Finalizada em: 01/08/2024
Para alguém que passa a maior parte do ano com chuva e frio extremo, ter meros 23°C como temperatura é uma vitória. Nem estava com um casaco pesado, apenas uma blusa fina de mangas três-quartos foi o suficiente para desfrutar do verão londrino.

Muitas pessoas, jovens em sua maioria, estavam pelas ruas. Fosse seguindo para a escola ou para qualquer outra atividade matinal, o bairro de Tottenham era bem movimentado da perspectiva jovem. Apesar de ser conhecido pelo time e estádio de futebol, o bairro cresceu nas sombras de Walthamstow Village com quem divide fronteira e é um epicentro do movimento ‘Arts and Crafts’. Que preza pelo trabalho das artes com ofícios manuais.

Tottenham é um bairro que não foi monopolizado pelos grandes prédios, ainda é o que podemos chamar de suburbano.
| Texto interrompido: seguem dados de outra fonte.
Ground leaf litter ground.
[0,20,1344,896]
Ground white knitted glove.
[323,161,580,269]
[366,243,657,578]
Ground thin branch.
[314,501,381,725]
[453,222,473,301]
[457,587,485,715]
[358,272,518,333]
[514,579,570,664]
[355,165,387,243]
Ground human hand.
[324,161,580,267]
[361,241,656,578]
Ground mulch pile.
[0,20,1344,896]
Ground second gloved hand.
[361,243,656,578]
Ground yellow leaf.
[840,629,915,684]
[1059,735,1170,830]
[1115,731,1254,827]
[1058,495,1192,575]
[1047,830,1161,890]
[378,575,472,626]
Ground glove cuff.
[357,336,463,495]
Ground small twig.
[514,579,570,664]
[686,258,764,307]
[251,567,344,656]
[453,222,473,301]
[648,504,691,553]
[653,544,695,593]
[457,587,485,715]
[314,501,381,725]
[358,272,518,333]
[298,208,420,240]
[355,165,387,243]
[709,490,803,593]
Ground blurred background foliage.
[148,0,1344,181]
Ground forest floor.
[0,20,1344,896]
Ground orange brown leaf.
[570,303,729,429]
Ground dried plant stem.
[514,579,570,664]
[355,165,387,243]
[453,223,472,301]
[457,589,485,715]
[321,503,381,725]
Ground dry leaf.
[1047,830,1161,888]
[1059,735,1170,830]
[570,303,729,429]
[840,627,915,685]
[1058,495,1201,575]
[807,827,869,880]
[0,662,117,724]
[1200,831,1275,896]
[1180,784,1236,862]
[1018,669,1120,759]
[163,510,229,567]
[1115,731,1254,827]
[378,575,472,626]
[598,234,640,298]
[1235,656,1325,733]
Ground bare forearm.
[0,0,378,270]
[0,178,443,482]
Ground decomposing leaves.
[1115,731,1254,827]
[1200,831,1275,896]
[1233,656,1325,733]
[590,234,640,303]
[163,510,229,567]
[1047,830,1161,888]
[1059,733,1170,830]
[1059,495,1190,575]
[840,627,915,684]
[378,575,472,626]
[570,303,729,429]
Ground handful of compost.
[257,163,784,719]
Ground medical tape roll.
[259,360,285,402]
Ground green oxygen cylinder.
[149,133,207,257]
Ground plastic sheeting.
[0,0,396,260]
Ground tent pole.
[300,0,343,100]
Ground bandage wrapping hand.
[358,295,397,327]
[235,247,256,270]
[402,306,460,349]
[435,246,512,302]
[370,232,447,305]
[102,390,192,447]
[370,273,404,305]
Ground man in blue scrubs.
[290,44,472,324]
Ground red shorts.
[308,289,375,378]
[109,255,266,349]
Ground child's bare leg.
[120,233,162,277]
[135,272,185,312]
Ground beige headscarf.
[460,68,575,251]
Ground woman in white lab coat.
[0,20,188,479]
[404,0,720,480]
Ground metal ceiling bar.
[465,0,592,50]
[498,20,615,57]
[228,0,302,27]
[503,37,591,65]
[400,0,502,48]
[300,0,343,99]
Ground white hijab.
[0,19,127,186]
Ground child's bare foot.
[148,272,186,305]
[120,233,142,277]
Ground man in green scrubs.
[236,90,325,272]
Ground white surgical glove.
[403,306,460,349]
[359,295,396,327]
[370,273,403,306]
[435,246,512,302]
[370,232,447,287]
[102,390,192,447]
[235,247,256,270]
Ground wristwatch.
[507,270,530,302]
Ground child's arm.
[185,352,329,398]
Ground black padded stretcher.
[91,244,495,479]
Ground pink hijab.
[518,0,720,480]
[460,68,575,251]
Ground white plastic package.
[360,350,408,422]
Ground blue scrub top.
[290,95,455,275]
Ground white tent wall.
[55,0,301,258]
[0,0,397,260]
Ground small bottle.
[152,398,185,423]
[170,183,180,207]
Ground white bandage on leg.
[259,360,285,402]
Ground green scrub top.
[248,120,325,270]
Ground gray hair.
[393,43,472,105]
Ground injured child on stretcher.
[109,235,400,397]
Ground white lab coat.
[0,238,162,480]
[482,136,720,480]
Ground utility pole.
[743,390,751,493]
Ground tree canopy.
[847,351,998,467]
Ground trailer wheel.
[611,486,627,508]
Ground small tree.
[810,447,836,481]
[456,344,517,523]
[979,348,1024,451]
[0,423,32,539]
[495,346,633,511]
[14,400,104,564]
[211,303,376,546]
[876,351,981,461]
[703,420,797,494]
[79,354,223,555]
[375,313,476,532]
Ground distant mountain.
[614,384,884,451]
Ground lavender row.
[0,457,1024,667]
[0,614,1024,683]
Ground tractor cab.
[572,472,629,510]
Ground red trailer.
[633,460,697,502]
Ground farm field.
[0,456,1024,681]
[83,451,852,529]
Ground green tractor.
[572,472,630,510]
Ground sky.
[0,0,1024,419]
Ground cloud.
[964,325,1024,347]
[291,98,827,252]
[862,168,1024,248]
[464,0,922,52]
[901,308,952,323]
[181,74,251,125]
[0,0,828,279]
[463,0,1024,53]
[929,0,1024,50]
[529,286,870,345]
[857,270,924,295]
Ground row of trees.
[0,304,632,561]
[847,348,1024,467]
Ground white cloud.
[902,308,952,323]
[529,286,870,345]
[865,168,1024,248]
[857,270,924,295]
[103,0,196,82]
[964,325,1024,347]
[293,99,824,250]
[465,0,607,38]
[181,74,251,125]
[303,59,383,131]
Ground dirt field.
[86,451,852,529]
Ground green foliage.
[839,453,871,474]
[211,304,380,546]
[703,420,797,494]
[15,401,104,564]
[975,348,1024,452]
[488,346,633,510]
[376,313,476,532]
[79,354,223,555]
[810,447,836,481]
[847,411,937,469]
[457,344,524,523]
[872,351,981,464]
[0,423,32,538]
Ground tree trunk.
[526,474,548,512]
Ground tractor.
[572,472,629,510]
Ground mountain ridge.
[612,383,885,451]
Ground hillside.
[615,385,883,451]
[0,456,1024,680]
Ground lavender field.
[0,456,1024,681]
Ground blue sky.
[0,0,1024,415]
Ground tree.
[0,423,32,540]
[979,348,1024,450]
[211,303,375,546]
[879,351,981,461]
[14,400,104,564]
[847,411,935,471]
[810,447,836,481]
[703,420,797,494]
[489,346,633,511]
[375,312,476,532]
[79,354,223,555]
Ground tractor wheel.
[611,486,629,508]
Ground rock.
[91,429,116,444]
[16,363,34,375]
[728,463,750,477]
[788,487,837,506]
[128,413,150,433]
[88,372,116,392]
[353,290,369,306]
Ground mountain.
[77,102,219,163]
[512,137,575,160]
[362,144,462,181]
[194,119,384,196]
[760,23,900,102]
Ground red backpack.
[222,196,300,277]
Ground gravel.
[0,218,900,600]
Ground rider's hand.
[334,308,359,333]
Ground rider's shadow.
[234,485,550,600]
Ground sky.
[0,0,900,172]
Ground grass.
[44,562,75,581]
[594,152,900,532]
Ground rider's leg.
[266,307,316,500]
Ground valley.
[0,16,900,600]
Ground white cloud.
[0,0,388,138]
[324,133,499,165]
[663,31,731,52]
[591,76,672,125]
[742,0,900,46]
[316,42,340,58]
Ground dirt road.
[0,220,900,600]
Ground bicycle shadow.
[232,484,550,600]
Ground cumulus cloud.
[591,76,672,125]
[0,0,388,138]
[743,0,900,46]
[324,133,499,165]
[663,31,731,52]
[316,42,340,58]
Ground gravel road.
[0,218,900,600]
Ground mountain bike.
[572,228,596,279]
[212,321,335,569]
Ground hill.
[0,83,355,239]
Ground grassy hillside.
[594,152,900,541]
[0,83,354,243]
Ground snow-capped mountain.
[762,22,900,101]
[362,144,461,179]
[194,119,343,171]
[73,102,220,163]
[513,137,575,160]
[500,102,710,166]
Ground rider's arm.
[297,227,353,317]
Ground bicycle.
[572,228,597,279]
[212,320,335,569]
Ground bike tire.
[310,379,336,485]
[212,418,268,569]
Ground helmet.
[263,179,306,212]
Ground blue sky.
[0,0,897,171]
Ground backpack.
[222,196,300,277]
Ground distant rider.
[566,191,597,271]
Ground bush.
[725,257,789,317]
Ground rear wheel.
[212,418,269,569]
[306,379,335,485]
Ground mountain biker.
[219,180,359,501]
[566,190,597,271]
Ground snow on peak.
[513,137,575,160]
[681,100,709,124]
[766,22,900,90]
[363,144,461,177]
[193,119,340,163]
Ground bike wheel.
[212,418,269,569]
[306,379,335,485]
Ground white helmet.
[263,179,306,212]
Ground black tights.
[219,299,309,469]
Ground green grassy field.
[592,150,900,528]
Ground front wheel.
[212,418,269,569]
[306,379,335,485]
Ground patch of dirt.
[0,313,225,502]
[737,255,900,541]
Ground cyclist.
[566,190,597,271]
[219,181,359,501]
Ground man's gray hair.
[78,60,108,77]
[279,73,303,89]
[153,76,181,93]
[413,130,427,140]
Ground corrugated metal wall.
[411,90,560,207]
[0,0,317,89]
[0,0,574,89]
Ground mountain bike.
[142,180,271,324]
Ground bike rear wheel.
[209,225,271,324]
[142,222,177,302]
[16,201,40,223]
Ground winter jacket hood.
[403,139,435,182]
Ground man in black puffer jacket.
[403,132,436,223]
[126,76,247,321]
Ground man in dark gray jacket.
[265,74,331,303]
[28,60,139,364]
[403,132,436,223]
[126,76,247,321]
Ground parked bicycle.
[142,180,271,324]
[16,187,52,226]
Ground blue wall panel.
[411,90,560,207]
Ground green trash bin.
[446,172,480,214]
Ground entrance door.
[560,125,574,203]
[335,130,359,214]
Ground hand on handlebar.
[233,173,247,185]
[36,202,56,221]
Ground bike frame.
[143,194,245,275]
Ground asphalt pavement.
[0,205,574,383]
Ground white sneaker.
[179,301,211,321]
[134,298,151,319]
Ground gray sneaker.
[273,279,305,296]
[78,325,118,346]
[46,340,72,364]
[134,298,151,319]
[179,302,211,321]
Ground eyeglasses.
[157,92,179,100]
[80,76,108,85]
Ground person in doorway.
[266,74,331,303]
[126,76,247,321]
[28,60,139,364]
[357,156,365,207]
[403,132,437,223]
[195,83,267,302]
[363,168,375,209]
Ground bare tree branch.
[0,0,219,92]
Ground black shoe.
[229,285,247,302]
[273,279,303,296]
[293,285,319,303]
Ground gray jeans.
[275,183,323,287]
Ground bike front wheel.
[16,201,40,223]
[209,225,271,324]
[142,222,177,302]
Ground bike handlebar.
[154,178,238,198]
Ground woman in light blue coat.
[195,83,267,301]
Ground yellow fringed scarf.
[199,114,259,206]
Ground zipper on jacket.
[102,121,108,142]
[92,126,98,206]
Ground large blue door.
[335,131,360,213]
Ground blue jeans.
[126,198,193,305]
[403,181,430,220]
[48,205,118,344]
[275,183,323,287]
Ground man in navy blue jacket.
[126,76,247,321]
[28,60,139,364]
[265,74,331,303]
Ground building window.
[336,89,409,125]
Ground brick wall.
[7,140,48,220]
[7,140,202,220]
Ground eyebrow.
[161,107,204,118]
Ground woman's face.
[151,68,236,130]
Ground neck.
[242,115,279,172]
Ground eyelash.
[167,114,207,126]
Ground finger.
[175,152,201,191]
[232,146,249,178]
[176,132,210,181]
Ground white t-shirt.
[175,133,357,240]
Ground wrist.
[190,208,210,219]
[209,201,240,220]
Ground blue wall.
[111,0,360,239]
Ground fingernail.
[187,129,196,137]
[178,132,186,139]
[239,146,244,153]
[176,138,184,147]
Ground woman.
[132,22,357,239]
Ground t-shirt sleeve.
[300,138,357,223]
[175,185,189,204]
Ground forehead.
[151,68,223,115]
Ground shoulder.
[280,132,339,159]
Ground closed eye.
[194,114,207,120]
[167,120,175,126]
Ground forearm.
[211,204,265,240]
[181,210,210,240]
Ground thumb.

O aluguel é mais barato, a criatividade toma a rua em forma de galerias e apesar de ter a criminalidade de certa forma ativa, continua sendo um bom lugar.

Também é o único que tenho para morar.

Uma chance, e dar a cara a tapa. De arrumar quartos em hotéis como camareira para sustentar um bom curso de fotografia, finalmente consegui um estágio digno e importante para minha carreira. No mesmo clube que movimenta o trânsito em dias de jogos.

prepare o equipamento, temos que fotografar um novo jogador e filmar o primeiro dia para alimentar as redes sociais.

Engoli o bom dia de quando entrei no departamento e segui para minha pequena e humilde mesa. O moderador do site que ficava ao meu lado riu quando coloquei a bolsa na cadeira, me cumprimentando com um bom dia.

— Será um dia cheio hoje, preciso de fotos para a matéria, então faça um bom trabalho.

— Sou apenas a estagiária, no máximo vou acender as luzes do ‘softbox’ e evitar que os cabos de energia fiquem arrastando no chão — respondi em voz baixa. — Mas vou dar o meu melhor.

— Esse é o espírito.

Não querendo pegar uma segunda chamada do meu chefe, me aproximei do depósito pegando o necessário. Coloquei a bolsa no ombro com os equipamentos e desci as escadas que acabara de subir, tinha uma sala que podíamos usar para as sessões já era onde normalmente se fotografava os uniformes em começo de temporada.

Depois de entrar na sala e arrumar as luzes vi que faltava uma extensão para poder ligar a segunda luz, foi quando tive que voltar a subir para o escritório e pegar um novo fio. Na descida escutei uma risada familiar e um idioma também familiar.

Uma figura desconhecida ao contrário do meia, e atacante, Lucas. Ele estava parado no corredor cumprimentando o — suposto —, novo jogador. Também estavam bem na frente da sala.

— Ei nossa tropa tá aumentando — disse Lucas apontando para o rapaz —, os brasileiros tão tomando tudo.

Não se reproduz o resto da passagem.